Dopo il gol di Perisic abbiamo cercato una buona ragione per sorridere. E l’abbiamo trovata. Proprio così: l’ottavo di finale contro la Spagna fa paura, inutile negarlo. Ma proviamo a pensare a un precedente, proviamo a pensare a quella volta che… tutti ci vedevano già sulla via di casa, invece la Nazionale fece qualcosa in più di un miracolo.
Quella volta non giocammo contro la Spagna, ma fu la Spagna il teatro del nostro miracolo calcistico: prima l’Argentina Campione del Mondo, poi il Brasile non solo di Zico e Socrates, quindi la Polonia orfana di Boniek, per concludere con l’apoteosi contro la Germania. Proprio così, dopo il 2-1 segnato da Perisic abbiamo pensato a quando (prima di giocare) tutto sembrava perduto. E abbiamo trasformato il pessimismo in euforia.
Questa Spagna, comunque, non è quella che ha vinto un Mondiale e due Europei (l’ultimo segnandoci quattro gol), anche se Iniesta e David Silva possono inventare una giocata decisiva in qualsiasi momento; Morata ha il gol nel sangue, Piquè e Sergio Ramos non sono due difensori qualsiasi. Del Bosque, che lascerà la panchina dopo l’Europeo, deve anche fronteggiare il vento della polemica, perché Pedro ha detto che si sente emarginato e non è difficile pensare che a breve una bufera investirà Piquè, catalano, per aver esibito il dito medio durante l’inno nazionale spagnolo.
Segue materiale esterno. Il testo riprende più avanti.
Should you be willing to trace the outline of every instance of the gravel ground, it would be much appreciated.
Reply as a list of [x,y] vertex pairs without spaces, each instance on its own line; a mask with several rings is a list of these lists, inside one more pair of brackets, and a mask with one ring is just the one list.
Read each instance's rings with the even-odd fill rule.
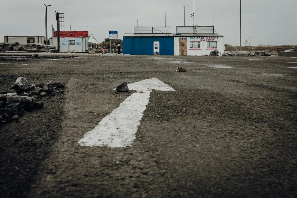
[[[0,126],[1,197],[297,197],[297,63],[265,62],[297,59],[78,56],[0,58],[27,64],[0,64],[0,91],[66,87]],[[176,91],[152,91],[131,146],[79,145],[132,92],[113,89],[151,77]]]

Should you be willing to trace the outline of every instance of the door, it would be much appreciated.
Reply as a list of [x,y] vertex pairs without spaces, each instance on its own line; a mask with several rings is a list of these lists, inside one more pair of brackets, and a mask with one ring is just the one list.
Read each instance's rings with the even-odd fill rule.
[[179,56],[186,56],[188,55],[188,39],[179,39]]
[[154,41],[153,46],[154,55],[160,55],[160,42]]

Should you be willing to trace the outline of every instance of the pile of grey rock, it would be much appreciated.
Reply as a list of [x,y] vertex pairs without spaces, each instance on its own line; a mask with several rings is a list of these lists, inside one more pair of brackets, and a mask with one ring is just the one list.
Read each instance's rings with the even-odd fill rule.
[[[34,43],[21,44],[17,42],[8,43],[0,43],[1,52],[45,52],[46,45],[44,44]],[[57,52],[58,50],[54,45],[48,45],[48,51],[50,52]]]
[[55,89],[64,86],[53,81],[29,85],[25,78],[18,78],[8,93],[0,94],[0,125],[17,120],[25,111],[42,108],[42,98],[54,95]]

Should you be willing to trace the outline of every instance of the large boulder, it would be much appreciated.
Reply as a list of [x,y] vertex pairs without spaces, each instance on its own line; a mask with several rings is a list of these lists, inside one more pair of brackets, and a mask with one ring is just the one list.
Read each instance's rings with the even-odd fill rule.
[[[46,47],[46,45],[45,45],[45,47]],[[55,45],[48,45],[48,49],[56,49],[56,46]]]
[[10,44],[10,46],[12,47],[13,47],[16,45],[20,45],[20,44],[18,42],[15,42],[14,43],[12,43]]
[[232,53],[230,52],[225,52],[222,54],[222,56],[232,56]]
[[35,47],[44,47],[44,44],[39,43],[33,43],[33,45]]
[[0,43],[0,47],[9,46],[9,44],[7,43]]
[[1,47],[1,51],[5,52],[9,51],[11,52],[13,51],[12,48],[10,46],[6,46],[2,47]]
[[263,51],[256,51],[254,53],[255,56],[264,56],[265,52]]
[[209,53],[210,56],[219,56],[219,51],[217,50],[214,50],[212,51]]
[[248,52],[237,52],[237,56],[248,56],[250,53]]
[[21,45],[15,45],[12,47],[12,49],[14,51],[20,52],[23,50],[23,47]]
[[33,47],[34,46],[34,45],[33,43],[27,43],[26,44],[23,44],[22,45],[24,47]]
[[25,78],[20,77],[18,78],[15,82],[13,88],[18,91],[25,91],[29,88],[28,82]]
[[26,108],[32,107],[36,101],[35,99],[28,96],[8,96],[6,103],[13,108]]

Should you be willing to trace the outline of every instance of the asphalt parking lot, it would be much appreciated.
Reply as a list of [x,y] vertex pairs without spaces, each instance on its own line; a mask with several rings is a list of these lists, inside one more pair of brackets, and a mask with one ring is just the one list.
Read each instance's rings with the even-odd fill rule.
[[[66,88],[0,126],[1,197],[297,197],[296,58],[12,55],[0,91],[18,77]],[[174,91],[114,90],[152,78]],[[133,125],[130,145],[79,143],[123,106],[121,125],[96,131]]]

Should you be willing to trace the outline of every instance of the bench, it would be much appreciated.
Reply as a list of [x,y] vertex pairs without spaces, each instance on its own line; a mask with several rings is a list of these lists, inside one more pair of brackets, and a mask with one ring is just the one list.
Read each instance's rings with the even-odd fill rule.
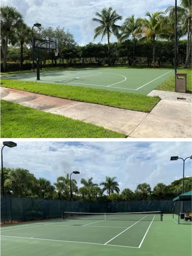
[[191,213],[191,212],[190,212],[188,216],[185,216],[185,221],[187,221],[188,220],[189,220],[190,221],[191,221],[192,215],[192,213]]

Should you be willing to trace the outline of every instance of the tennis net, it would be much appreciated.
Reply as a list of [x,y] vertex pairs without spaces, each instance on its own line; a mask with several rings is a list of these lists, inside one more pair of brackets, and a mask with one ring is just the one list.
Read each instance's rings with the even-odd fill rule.
[[65,220],[162,221],[163,214],[160,211],[107,213],[64,211],[63,219]]

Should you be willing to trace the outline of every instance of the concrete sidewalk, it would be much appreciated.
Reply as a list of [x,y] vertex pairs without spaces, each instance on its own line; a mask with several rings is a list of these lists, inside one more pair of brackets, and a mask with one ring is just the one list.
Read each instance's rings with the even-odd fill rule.
[[[155,91],[155,95],[158,95],[158,91]],[[165,94],[168,95],[170,92],[171,96],[169,95],[168,100],[161,100],[149,113],[2,87],[1,98],[36,109],[103,126],[124,133],[128,137],[191,138],[191,95],[179,94],[177,97],[176,93],[159,91],[164,95],[163,98]],[[186,97],[187,100],[177,100],[177,97]]]

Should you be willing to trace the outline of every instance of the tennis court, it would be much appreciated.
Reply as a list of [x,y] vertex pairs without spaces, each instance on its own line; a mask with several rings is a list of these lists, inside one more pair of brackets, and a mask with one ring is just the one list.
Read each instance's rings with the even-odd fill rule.
[[190,225],[172,214],[137,213],[64,213],[53,219],[5,225],[3,256],[27,255],[180,255],[191,254]]
[[[174,74],[167,69],[85,68],[42,72],[38,82],[147,94]],[[13,76],[2,77],[36,81],[36,72]]]

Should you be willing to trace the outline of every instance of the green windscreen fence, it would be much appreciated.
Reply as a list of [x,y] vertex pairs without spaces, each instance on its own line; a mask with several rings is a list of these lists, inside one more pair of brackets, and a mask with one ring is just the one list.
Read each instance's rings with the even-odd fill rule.
[[[188,206],[186,205],[186,207]],[[63,211],[116,213],[160,211],[164,213],[172,213],[172,200],[92,202],[6,196],[1,197],[2,222],[60,217]]]

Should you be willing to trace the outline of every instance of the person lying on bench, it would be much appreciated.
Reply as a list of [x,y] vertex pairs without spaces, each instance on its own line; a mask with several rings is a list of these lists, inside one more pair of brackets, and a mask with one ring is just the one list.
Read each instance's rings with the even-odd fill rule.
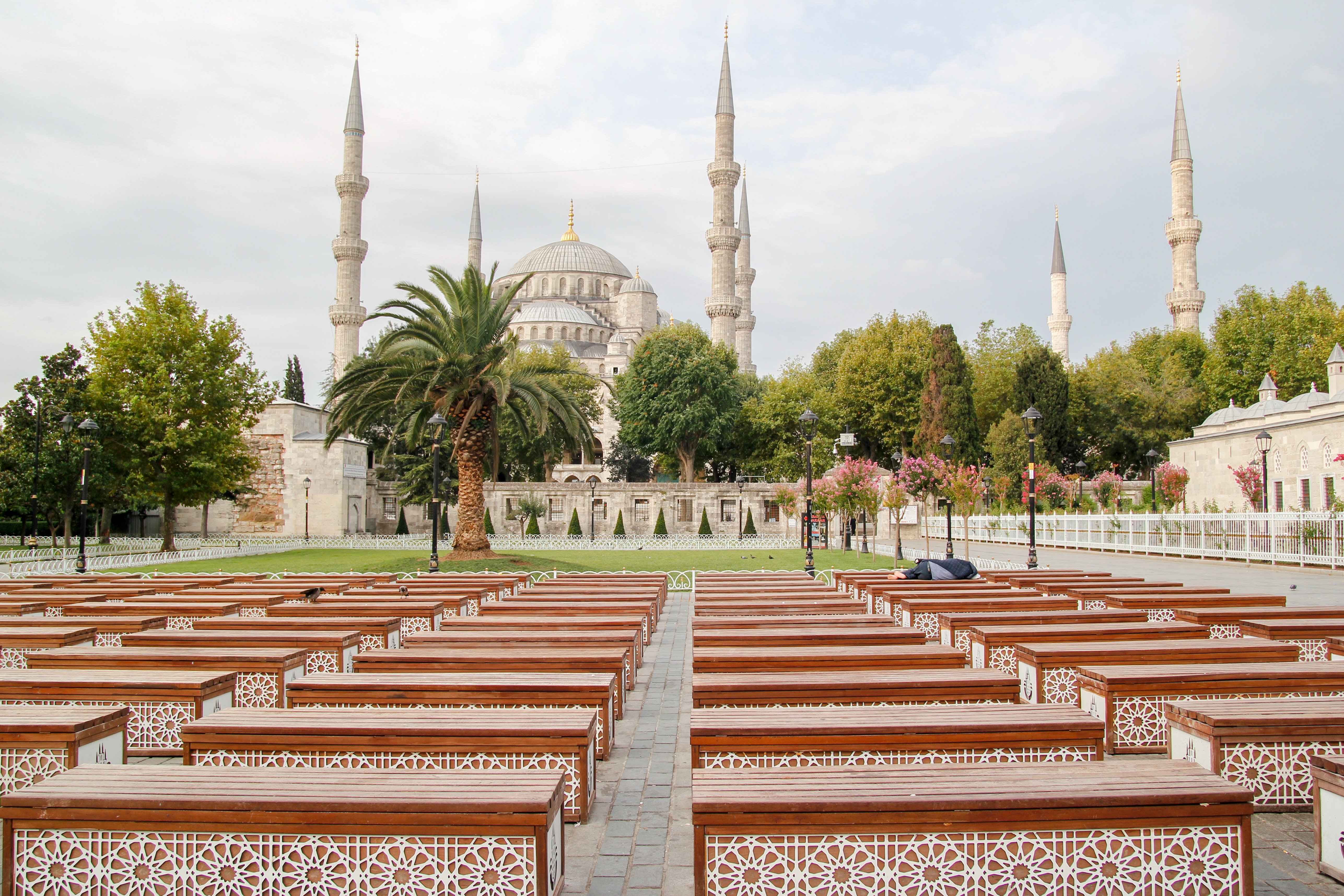
[[891,575],[898,579],[974,579],[980,570],[966,560],[921,560],[909,570],[896,570]]

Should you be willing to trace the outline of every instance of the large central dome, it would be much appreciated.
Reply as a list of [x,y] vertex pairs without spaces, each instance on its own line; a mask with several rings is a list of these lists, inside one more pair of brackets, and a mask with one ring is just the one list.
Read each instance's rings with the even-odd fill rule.
[[507,277],[531,271],[578,271],[629,277],[630,269],[612,253],[593,243],[562,239],[534,249],[508,269]]

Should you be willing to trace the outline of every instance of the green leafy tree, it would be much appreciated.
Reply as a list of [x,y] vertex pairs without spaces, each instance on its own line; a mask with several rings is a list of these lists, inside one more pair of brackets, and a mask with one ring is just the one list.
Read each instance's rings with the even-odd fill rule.
[[[497,266],[496,266],[497,267]],[[406,298],[379,306],[372,317],[395,321],[367,359],[352,361],[332,386],[328,445],[372,419],[394,419],[406,445],[427,438],[429,419],[449,420],[445,443],[457,461],[458,527],[450,559],[495,556],[485,535],[484,466],[499,451],[499,420],[540,434],[552,423],[590,445],[591,424],[560,377],[574,373],[548,355],[517,352],[509,302],[527,282],[497,297],[495,267],[485,281],[472,266],[461,279],[431,266],[433,289],[398,283]]]
[[966,360],[973,373],[976,418],[981,433],[988,433],[1003,419],[1004,411],[1013,407],[1017,364],[1028,349],[1040,347],[1036,330],[1025,324],[1000,328],[991,320],[980,325],[966,351]]
[[290,355],[285,361],[285,386],[280,396],[290,402],[304,400],[304,368],[298,365],[298,356]]
[[1028,349],[1017,364],[1012,410],[1021,414],[1028,407],[1042,412],[1038,453],[1060,466],[1075,453],[1068,415],[1068,375],[1059,356],[1044,345]]
[[1273,373],[1281,398],[1308,391],[1324,375],[1325,359],[1340,341],[1344,314],[1325,287],[1297,282],[1282,296],[1273,290],[1266,296],[1255,286],[1242,286],[1218,309],[1210,328],[1203,364],[1206,412],[1227,407],[1228,400],[1242,407],[1254,403],[1266,372]]
[[89,396],[118,419],[102,447],[163,506],[163,549],[175,551],[179,505],[247,488],[257,459],[243,430],[274,387],[233,317],[211,318],[171,281],[137,289],[125,309],[89,325]]
[[954,461],[978,461],[980,420],[976,418],[970,365],[966,364],[957,334],[949,324],[935,326],[931,341],[933,357],[919,396],[915,451],[941,455],[939,442],[945,435],[952,435],[957,439],[952,450]]
[[616,377],[610,406],[621,441],[641,451],[675,454],[683,482],[694,482],[696,455],[726,437],[738,415],[737,353],[712,345],[694,324],[644,337]]

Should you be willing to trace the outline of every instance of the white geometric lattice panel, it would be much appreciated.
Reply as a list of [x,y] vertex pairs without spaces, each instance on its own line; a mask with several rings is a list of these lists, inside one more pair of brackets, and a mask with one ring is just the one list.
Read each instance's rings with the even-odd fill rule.
[[719,834],[706,837],[706,881],[712,896],[1232,896],[1239,840],[1231,826]]
[[808,766],[925,766],[945,762],[1091,762],[1085,747],[966,750],[818,750],[801,752],[700,751],[706,768],[801,768]]
[[[200,750],[198,766],[251,766],[261,768],[442,768],[496,770],[544,768],[564,772],[564,807],[578,809],[579,766],[577,755],[556,752],[320,752],[316,750]],[[591,782],[590,782],[591,783]]]
[[194,703],[168,700],[0,700],[0,707],[130,707],[126,750],[181,750],[181,727],[196,712]]
[[16,896],[534,895],[528,837],[19,830]]

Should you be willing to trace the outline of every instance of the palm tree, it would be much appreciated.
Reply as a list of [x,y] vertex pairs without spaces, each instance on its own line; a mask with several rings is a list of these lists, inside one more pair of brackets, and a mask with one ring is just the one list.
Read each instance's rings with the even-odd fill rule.
[[575,441],[591,443],[593,427],[562,377],[574,368],[560,359],[519,355],[509,329],[509,302],[531,277],[500,296],[495,270],[485,281],[468,265],[460,279],[441,267],[429,269],[434,290],[396,283],[405,298],[383,302],[370,316],[396,321],[367,357],[356,359],[332,386],[327,445],[341,433],[392,419],[406,445],[422,442],[429,420],[442,414],[449,423],[445,445],[457,458],[457,535],[449,559],[493,556],[485,537],[485,494],[481,485],[487,451],[499,457],[499,414],[512,415],[520,433],[544,433],[559,424]]

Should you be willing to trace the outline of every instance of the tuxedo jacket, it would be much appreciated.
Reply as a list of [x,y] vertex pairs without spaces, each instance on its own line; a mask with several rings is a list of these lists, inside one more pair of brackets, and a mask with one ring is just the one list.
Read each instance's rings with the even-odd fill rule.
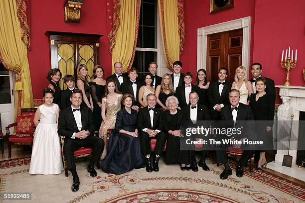
[[[90,132],[89,136],[93,136],[95,126],[92,113],[90,108],[86,106],[81,105],[80,108],[82,120],[81,130],[88,130]],[[58,134],[64,135],[65,139],[71,139],[73,133],[79,131],[71,106],[59,111]],[[75,139],[79,138],[75,137]]]
[[[128,77],[128,75],[127,75],[127,73],[124,73],[122,74],[122,77],[123,77],[123,83],[129,80],[129,77]],[[120,84],[120,81],[119,81],[119,79],[118,79],[118,77],[117,77],[117,75],[116,75],[116,74],[114,73],[110,76],[108,77],[107,78],[107,80],[108,80],[109,79],[112,79],[114,80],[115,82],[116,83],[116,85],[117,85],[117,87],[118,87],[118,89],[119,89],[120,91],[121,91],[121,85]]]
[[163,110],[155,106],[153,111],[152,127],[151,116],[148,106],[143,108],[141,108],[139,110],[138,118],[137,119],[137,127],[139,131],[142,130],[144,128],[162,130],[163,129],[162,114]]
[[72,91],[67,88],[66,90],[61,91],[61,108],[64,109],[68,106],[71,106],[72,104],[70,98],[72,95]]
[[133,105],[137,105],[139,107],[141,106],[141,104],[139,102],[139,91],[141,87],[141,83],[137,80],[136,81],[137,84],[137,97],[135,97],[134,94],[134,89],[133,89],[133,83],[129,79],[126,82],[124,82],[122,84],[121,86],[121,92],[124,95],[124,94],[130,94],[134,97],[134,102]]
[[[190,119],[190,103],[184,106],[183,110],[185,112],[186,119]],[[210,120],[211,115],[207,106],[205,105],[197,103],[197,120]]]
[[[274,81],[273,80],[268,78],[264,77],[266,79],[266,87],[265,89],[265,91],[269,95],[271,96],[271,100],[272,101],[272,109],[274,110],[273,112],[273,117],[274,117],[274,108],[275,106],[275,101],[276,99],[276,95],[275,92],[275,87],[274,86]],[[252,83],[255,82],[255,80],[252,78],[250,80],[250,82]]]
[[[172,86],[173,86],[174,73],[172,73],[171,74],[170,74],[170,77],[171,77],[171,82],[172,83]],[[180,73],[180,78],[179,79],[179,83],[178,84],[178,86],[177,86],[177,87],[179,86],[181,86],[182,85],[184,85],[184,80],[183,80],[184,77],[184,74],[183,74],[182,73]]]
[[212,108],[217,104],[222,103],[224,105],[229,104],[229,92],[231,90],[232,84],[227,80],[224,83],[221,95],[219,95],[218,80],[210,84],[207,95],[209,102]]
[[[231,110],[231,105],[227,105],[222,108],[221,115],[221,120],[226,121],[225,122],[226,127],[234,127],[234,122]],[[236,134],[234,136],[235,139],[239,139],[245,137],[251,140],[257,138],[257,136],[254,133],[255,125],[254,120],[254,116],[251,107],[248,105],[240,102],[237,110],[235,128],[241,128],[242,133],[240,135]],[[227,137],[230,138],[230,137]]]
[[[192,87],[191,91],[196,92],[199,96],[200,88],[193,84],[191,84],[191,86]],[[175,97],[178,99],[178,101],[179,101],[179,106],[183,108],[187,105],[187,103],[186,103],[186,98],[185,97],[185,88],[184,87],[184,84],[177,87],[175,93]]]

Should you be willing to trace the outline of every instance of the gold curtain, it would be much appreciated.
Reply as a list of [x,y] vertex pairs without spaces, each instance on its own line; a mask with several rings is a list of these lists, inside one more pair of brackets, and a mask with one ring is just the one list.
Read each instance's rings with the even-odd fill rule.
[[15,109],[34,106],[27,47],[17,16],[16,0],[0,0],[0,55],[5,67],[17,74]]
[[[167,67],[172,71],[172,64],[179,60],[180,53],[179,33],[181,33],[181,30],[178,23],[177,0],[158,0],[163,49],[166,56]],[[179,14],[181,14],[181,12]],[[184,40],[184,38],[183,39]],[[183,50],[183,47],[181,50]]]
[[121,1],[120,25],[115,36],[116,44],[112,51],[113,64],[117,61],[123,64],[123,72],[131,68],[135,57],[140,19],[141,0]]

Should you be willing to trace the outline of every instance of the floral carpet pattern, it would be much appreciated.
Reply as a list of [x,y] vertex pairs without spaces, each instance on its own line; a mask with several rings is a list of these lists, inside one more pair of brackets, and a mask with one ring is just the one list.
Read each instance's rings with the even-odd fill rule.
[[[160,164],[159,172],[145,169],[121,175],[107,174],[97,169],[98,176],[89,176],[85,162],[77,163],[80,190],[71,191],[72,176],[32,175],[29,165],[0,169],[0,196],[3,192],[31,192],[31,201],[58,203],[278,203],[305,201],[305,186],[271,173],[245,169],[245,175],[235,173],[220,180],[223,167],[207,162],[210,171],[182,171],[176,165]],[[21,162],[20,162],[21,163]],[[0,163],[0,164],[1,163]],[[232,169],[235,163],[230,162]],[[22,184],[20,184],[20,183]],[[0,200],[0,202],[1,201]],[[23,202],[18,201],[18,203]]]

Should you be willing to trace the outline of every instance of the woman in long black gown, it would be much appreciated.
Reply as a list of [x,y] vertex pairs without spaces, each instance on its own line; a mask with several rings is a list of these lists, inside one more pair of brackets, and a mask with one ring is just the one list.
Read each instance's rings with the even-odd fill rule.
[[119,175],[146,166],[136,128],[138,112],[131,108],[133,101],[133,97],[128,94],[122,98],[124,107],[117,114],[107,156],[101,164],[106,173]]
[[94,80],[89,83],[93,101],[93,117],[96,130],[99,130],[102,123],[102,99],[105,93],[106,81],[103,79],[104,69],[99,65],[93,68]]
[[183,135],[180,126],[186,117],[184,111],[177,107],[179,102],[174,96],[169,97],[166,101],[168,110],[163,113],[164,131],[167,133],[165,163],[166,164],[181,164],[181,170],[191,169],[189,151],[180,150],[180,142],[183,142]]
[[47,79],[50,81],[48,88],[51,88],[54,91],[53,103],[58,105],[60,109],[61,109],[61,90],[59,87],[57,86],[57,83],[61,77],[61,72],[59,69],[57,68],[50,70],[47,76]]
[[266,79],[263,77],[260,77],[255,80],[257,92],[256,94],[251,94],[250,102],[254,120],[258,121],[256,121],[255,133],[258,140],[263,141],[262,150],[260,152],[260,160],[257,164],[257,170],[260,172],[263,171],[262,167],[267,163],[265,157],[266,151],[273,149],[273,138],[271,130],[274,120],[273,100],[271,96],[265,91],[266,85]]

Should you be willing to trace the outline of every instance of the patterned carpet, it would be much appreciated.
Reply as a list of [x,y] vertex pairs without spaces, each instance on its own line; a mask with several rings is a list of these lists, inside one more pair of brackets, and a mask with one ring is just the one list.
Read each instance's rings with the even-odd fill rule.
[[[31,201],[18,203],[300,203],[305,201],[305,186],[271,173],[233,175],[222,180],[223,167],[207,162],[211,171],[182,171],[177,165],[165,165],[159,172],[145,169],[133,170],[121,175],[108,175],[98,169],[92,178],[87,163],[77,163],[80,190],[71,191],[72,176],[31,175],[29,157],[0,162],[0,195],[3,192],[30,192]],[[235,163],[231,162],[232,168]],[[2,201],[3,202],[3,201]],[[6,202],[6,201],[5,201]],[[0,201],[1,202],[1,201]]]

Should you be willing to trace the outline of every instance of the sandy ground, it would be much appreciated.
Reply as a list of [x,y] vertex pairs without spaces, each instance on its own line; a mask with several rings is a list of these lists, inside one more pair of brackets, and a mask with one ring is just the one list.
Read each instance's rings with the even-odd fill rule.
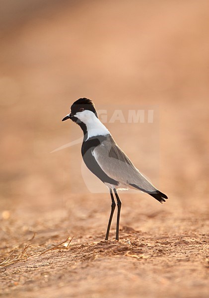
[[[4,2],[0,295],[208,297],[208,1]],[[83,96],[155,113],[106,124],[169,197],[120,193],[119,242],[116,215],[104,241],[110,199],[80,144],[50,153],[82,136],[61,120]]]

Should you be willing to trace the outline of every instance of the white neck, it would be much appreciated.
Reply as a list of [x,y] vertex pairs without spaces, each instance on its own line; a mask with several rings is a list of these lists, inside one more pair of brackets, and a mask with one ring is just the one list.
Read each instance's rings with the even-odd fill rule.
[[106,127],[91,111],[86,110],[82,112],[78,112],[75,115],[86,126],[87,138],[96,136],[106,136],[110,134]]

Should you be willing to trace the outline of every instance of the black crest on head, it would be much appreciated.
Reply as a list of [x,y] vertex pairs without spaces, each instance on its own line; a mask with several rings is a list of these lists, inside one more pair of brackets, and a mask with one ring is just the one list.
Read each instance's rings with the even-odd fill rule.
[[75,114],[77,112],[81,112],[84,110],[88,110],[94,113],[95,116],[98,118],[94,103],[92,100],[88,98],[83,97],[79,98],[72,104],[71,106],[71,112]]

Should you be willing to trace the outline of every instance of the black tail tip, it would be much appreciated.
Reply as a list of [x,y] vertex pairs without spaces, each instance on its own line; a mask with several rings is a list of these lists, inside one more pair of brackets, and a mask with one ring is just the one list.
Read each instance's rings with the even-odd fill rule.
[[163,202],[165,202],[165,200],[168,199],[168,197],[165,194],[161,193],[159,190],[157,190],[154,193],[149,193],[150,196],[157,200],[160,203],[162,204]]

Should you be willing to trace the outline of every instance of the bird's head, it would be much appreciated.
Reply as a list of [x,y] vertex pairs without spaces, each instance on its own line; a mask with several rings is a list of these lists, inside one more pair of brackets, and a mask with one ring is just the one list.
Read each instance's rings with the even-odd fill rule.
[[85,97],[79,98],[73,102],[70,110],[71,113],[64,118],[62,121],[70,119],[77,124],[80,122],[85,123],[90,121],[94,115],[98,118],[93,101]]

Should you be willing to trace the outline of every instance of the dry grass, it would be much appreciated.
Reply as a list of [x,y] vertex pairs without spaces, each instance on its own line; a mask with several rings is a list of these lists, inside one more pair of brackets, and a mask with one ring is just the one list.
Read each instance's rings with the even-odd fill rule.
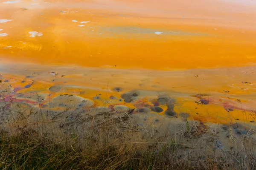
[[[60,129],[84,130],[83,136],[67,134],[57,139],[49,127],[44,133],[29,127],[0,136],[0,168],[3,170],[218,170],[255,169],[255,148],[248,135],[238,139],[230,133],[229,150],[216,148],[218,132],[214,127],[185,120],[177,133],[179,140],[167,136],[163,142],[130,142],[136,133],[130,113],[100,112],[74,116],[71,122],[62,119]],[[57,119],[55,117],[53,119]],[[81,123],[83,122],[83,123]],[[73,124],[83,126],[72,126]],[[88,126],[88,125],[90,125]],[[46,126],[43,124],[43,126]],[[47,133],[46,133],[47,132]],[[236,141],[236,142],[234,141]],[[235,145],[241,145],[241,147]],[[205,143],[206,142],[206,143]],[[215,144],[212,152],[203,143]],[[205,149],[205,148],[204,148]]]

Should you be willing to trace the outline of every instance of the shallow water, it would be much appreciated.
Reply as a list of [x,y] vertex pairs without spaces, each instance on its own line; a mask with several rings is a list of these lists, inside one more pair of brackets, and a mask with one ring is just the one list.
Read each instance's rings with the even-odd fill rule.
[[2,1],[2,103],[253,123],[255,6]]

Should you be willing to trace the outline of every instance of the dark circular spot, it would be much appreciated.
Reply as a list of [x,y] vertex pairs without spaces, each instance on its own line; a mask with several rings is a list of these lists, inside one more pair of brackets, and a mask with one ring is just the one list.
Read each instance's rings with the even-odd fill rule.
[[139,109],[139,112],[140,113],[143,113],[145,111],[145,110],[144,109]]
[[190,116],[189,114],[187,113],[181,112],[180,113],[180,116],[183,118],[187,118]]
[[221,126],[221,129],[225,130],[227,130],[227,127],[226,126]]
[[132,96],[130,93],[126,93],[122,94],[121,97],[124,99],[131,98]]
[[165,114],[166,115],[170,116],[175,116],[176,114],[176,112],[172,110],[167,110],[166,111]]
[[116,97],[114,96],[111,96],[110,97],[109,97],[109,99],[111,99],[111,100],[113,100],[114,99],[115,99]]
[[132,94],[132,96],[134,96],[134,97],[136,97],[137,96],[138,96],[138,94],[137,94],[137,93],[134,93],[133,94]]
[[25,88],[30,88],[30,87],[31,87],[31,85],[25,85],[24,87],[25,87]]
[[163,109],[158,106],[153,107],[151,108],[151,110],[154,112],[160,113],[163,111]]
[[128,98],[125,99],[125,102],[126,103],[130,103],[133,101],[133,99],[132,98]]
[[100,97],[99,97],[99,96],[96,96],[93,97],[93,99],[100,99]]
[[208,105],[208,104],[209,104],[209,101],[204,99],[201,99],[199,101],[201,102],[201,103],[202,103],[203,105]]
[[157,99],[157,102],[160,103],[166,103],[168,102],[168,99],[165,97],[161,97]]
[[153,103],[154,106],[158,106],[160,104],[158,102],[155,102]]
[[56,92],[61,90],[61,88],[58,86],[52,86],[49,88],[50,91]]
[[122,88],[115,88],[113,90],[114,90],[114,91],[116,91],[118,92],[122,91]]

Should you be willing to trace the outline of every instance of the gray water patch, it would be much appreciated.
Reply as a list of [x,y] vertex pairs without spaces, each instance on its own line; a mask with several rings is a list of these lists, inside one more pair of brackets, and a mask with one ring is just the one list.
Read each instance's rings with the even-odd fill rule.
[[158,29],[144,28],[135,26],[118,26],[111,27],[103,27],[99,28],[98,31],[99,32],[109,32],[120,34],[151,34],[156,35],[156,32],[161,32],[158,35],[163,36],[164,35],[181,35],[181,36],[202,36],[209,35],[205,33],[199,33],[196,32],[183,31],[180,30],[168,30],[163,29]]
Alla partita con l’Eire dedichiamo poche righe: giustamente si va verso un ampio turnover, definito saggiamente da Buffon “Un privilegio”, ma con una certezza: la squadra ha il carattere di Antonio Conte. Giocheremo per vincere e chi andrà in campo, non sentendosi inferiore a chi fino a oggi ha giocato di più, vorrà dimostrare al cittì che lasciarlo in panchina può essere un errore.